Run inference via chat completions with the llama-stack Python SDK.

In [1]:
# Imports
import os
import sys

from llama_stack_client import LlamaStackClient

## Setup

In [2]:
# Create HTTP client
client = LlamaStackClient(base_url=f"http://localhost:{os.environ['LLAMA_STACK_PORT']}")

In [3]:
# List available models
models = client.models.list()
print("--- Available models: ---")
for m in models:
    print(f"- {m.identifier}")
print()

--- Available models: ---
- sambanova/Meta-Llama-3.1-8B-Instruct
- meta-llama/Llama-3.1-8B-Instruct
- sambanova/Meta-Llama-3.1-70B-Instruct
- meta-llama/Llama-3.1-70B-Instruct
- sambanova/Meta-Llama-3.1-405B-Instruct
- meta-llama/Llama-3.1-405B-Instruct-FP8
- sambanova/Meta-Llama-3.2-1B-Instruct
- meta-llama/Llama-3.2-1B-Instruct
- sambanova/Meta-Llama-3.2-3B-Instruct
- meta-llama/Llama-3.2-3B-Instruct
- sambanova/Meta-Llama-3.3-70B-Instruct
- meta-llama/Llama-3.3-70B-Instruct
- sambanova/Llama-3.2-11B-Vision-Instruct
- meta-llama/Llama-3.2-11B-Vision-Instruct
- sambanova/Llama-3.2-90B-Vision-Instruct
- meta-llama/Llama-3.2-90B-Vision-Instruct
- sambanova/Meta-Llama-Guard-3-8B
- meta-llama/Llama-Guard-3-8B
- all-MiniLM-L6-v2



In [4]:
# Choose an inference model from the previous list
model = "sambanova/Meta-Llama-3.3-70B-Instruct"

## Create a Chat Completion Request
Use the ``chat_completion function to define the conversation context. Each message you include should have a specific role and content:

In [5]:
response = client.inference.chat_completion(
    messages=[
        {"role": "system", "content": "You are a friendly assistant."},
        {"role": "user", "content": "Write a two-sentence poem about llama."},
    ],
    model_id=model,
)

print(response.completion_message.content)

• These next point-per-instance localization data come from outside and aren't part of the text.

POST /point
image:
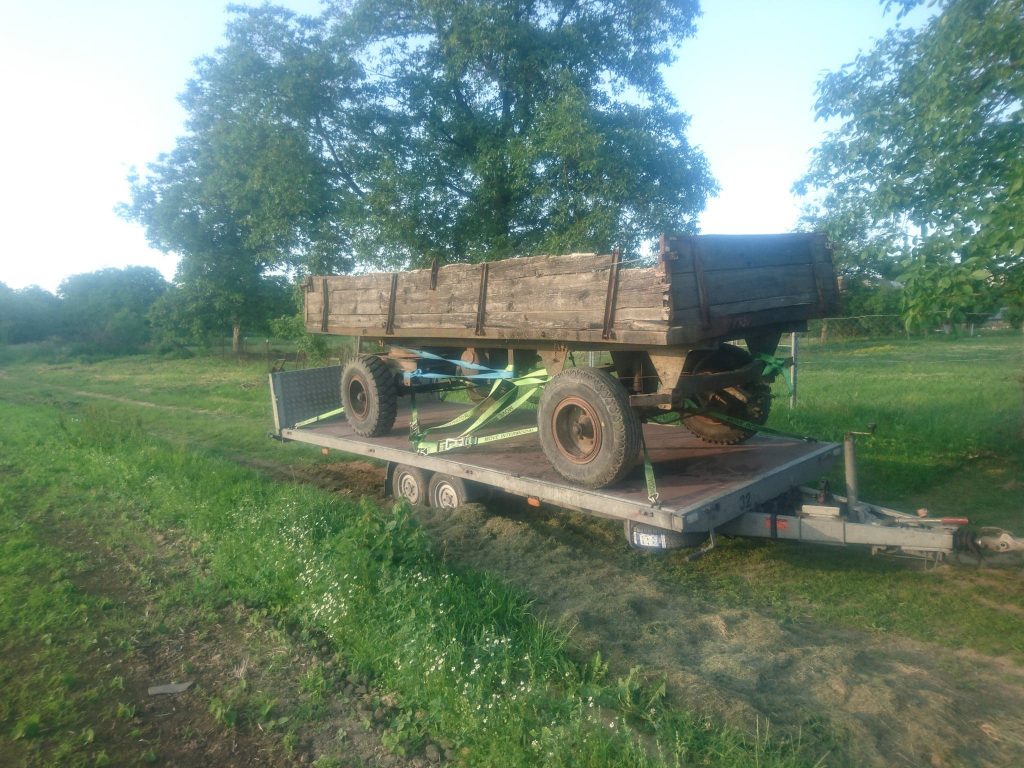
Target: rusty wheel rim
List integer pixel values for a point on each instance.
(357, 396)
(577, 430)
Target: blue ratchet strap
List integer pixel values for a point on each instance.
(485, 372)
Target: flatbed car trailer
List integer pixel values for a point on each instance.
(756, 488)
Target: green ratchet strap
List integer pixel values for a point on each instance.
(507, 395)
(322, 417)
(648, 471)
(776, 366)
(694, 410)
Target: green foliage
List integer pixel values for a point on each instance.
(503, 131)
(28, 314)
(928, 166)
(250, 189)
(107, 310)
(292, 327)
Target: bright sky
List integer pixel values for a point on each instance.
(89, 90)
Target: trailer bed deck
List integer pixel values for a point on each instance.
(701, 486)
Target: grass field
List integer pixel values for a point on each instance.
(141, 530)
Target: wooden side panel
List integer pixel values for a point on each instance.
(705, 288)
(559, 296)
(715, 278)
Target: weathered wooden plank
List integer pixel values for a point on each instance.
(519, 337)
(534, 266)
(744, 280)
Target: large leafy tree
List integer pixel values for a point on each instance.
(927, 167)
(108, 309)
(256, 185)
(514, 126)
(397, 131)
(28, 314)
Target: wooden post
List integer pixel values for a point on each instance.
(795, 345)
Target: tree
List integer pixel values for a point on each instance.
(509, 127)
(928, 165)
(28, 314)
(200, 309)
(255, 187)
(107, 309)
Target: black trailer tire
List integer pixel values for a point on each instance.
(369, 395)
(755, 410)
(645, 538)
(449, 492)
(411, 483)
(588, 430)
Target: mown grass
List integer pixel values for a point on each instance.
(948, 415)
(942, 407)
(463, 657)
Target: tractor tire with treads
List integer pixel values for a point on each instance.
(588, 430)
(369, 395)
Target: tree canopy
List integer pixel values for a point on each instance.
(108, 309)
(388, 133)
(927, 167)
(511, 127)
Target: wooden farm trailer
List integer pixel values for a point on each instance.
(758, 488)
(667, 326)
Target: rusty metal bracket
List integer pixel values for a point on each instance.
(389, 325)
(481, 302)
(701, 287)
(611, 295)
(326, 309)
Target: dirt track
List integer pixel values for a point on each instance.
(876, 700)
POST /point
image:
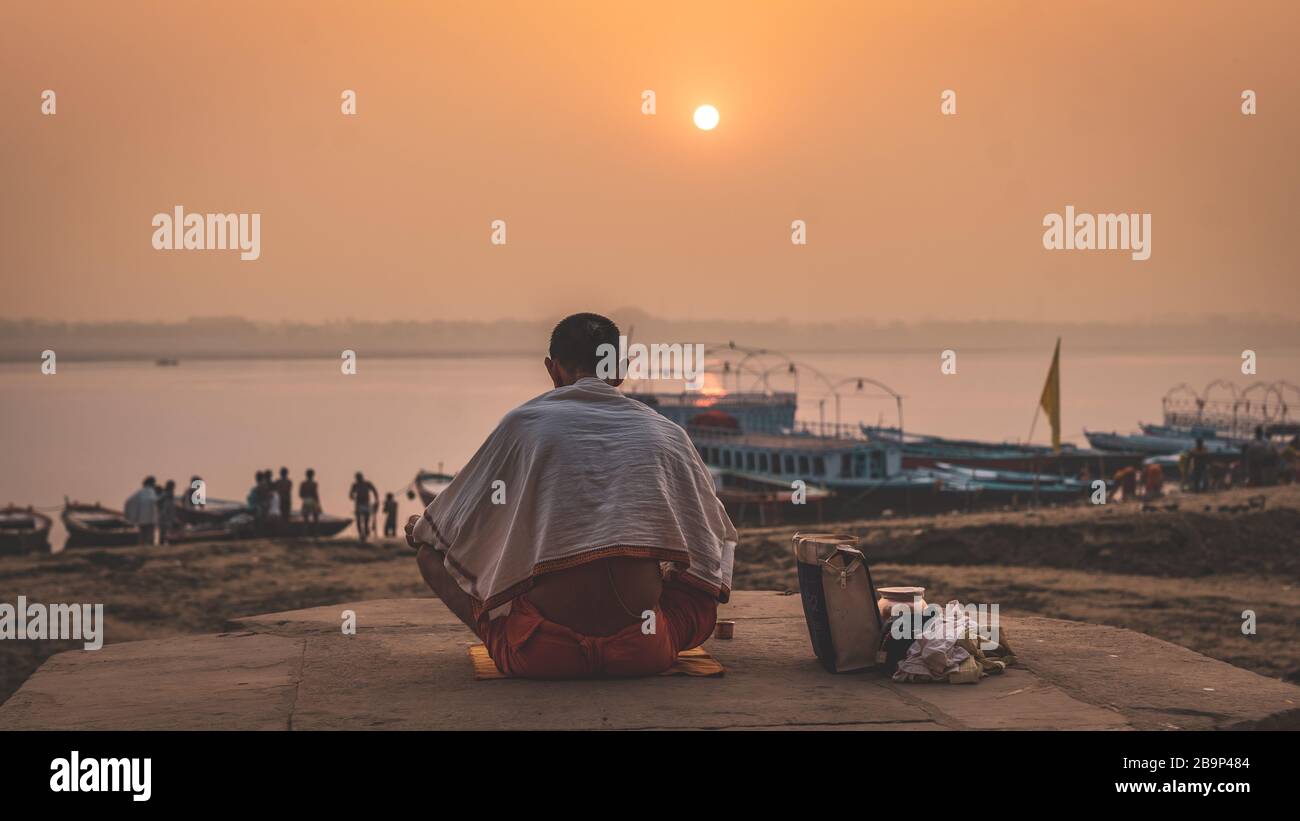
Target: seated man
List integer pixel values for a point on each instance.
(584, 538)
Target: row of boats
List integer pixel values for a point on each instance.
(24, 529)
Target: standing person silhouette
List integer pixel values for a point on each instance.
(311, 498)
(362, 494)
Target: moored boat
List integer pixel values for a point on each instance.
(94, 525)
(209, 515)
(429, 483)
(24, 529)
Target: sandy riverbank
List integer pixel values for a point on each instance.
(1179, 576)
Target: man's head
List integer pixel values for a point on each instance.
(573, 347)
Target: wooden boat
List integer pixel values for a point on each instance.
(94, 525)
(242, 526)
(211, 515)
(22, 529)
(298, 528)
(930, 451)
(429, 483)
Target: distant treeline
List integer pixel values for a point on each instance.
(239, 338)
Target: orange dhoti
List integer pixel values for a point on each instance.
(525, 644)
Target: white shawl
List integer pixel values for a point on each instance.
(586, 473)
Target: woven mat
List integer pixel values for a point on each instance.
(694, 661)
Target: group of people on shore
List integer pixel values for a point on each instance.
(1259, 464)
(271, 499)
(154, 508)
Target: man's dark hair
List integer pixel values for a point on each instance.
(576, 338)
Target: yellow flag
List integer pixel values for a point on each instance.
(1051, 399)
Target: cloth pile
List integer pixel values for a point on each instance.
(949, 648)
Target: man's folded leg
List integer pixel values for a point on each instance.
(525, 644)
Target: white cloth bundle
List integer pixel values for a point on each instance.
(586, 473)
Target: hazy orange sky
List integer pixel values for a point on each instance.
(531, 112)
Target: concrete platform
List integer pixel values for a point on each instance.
(406, 668)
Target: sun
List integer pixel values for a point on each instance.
(706, 117)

With gentle eyes and a soft, fuzzy face, the llama roams the Andes with a peaceful, gentle pace. Its long neck bends as it grazes with glee, a symbol of serenity in a world wild and free.


## Conversation Loop
To create a continuous conversation loop, where users can input multiple messages in a session, use the following structure. This example runs an asynchronous loop, ending when the user types 'exit,' 'quit,' or 'bye.'

In [6]:
import asyncio
from llama_stack_client import LlamaStackClient
from termcolor import cprint

async def chat_loop():
    while True:
        user_input = input("User> ")
        if user_input.lower() in ["exit", "quit", "bye"]:
            cprint("Ending conversation. Goodbye!", "yellow")
            break

        message = {"role": "user", "content": user_input}
        response = client.inference.chat_completion(messages=[message], model_id=model)
        cprint(f"> Response: {response.completion_message.content}", "cyan")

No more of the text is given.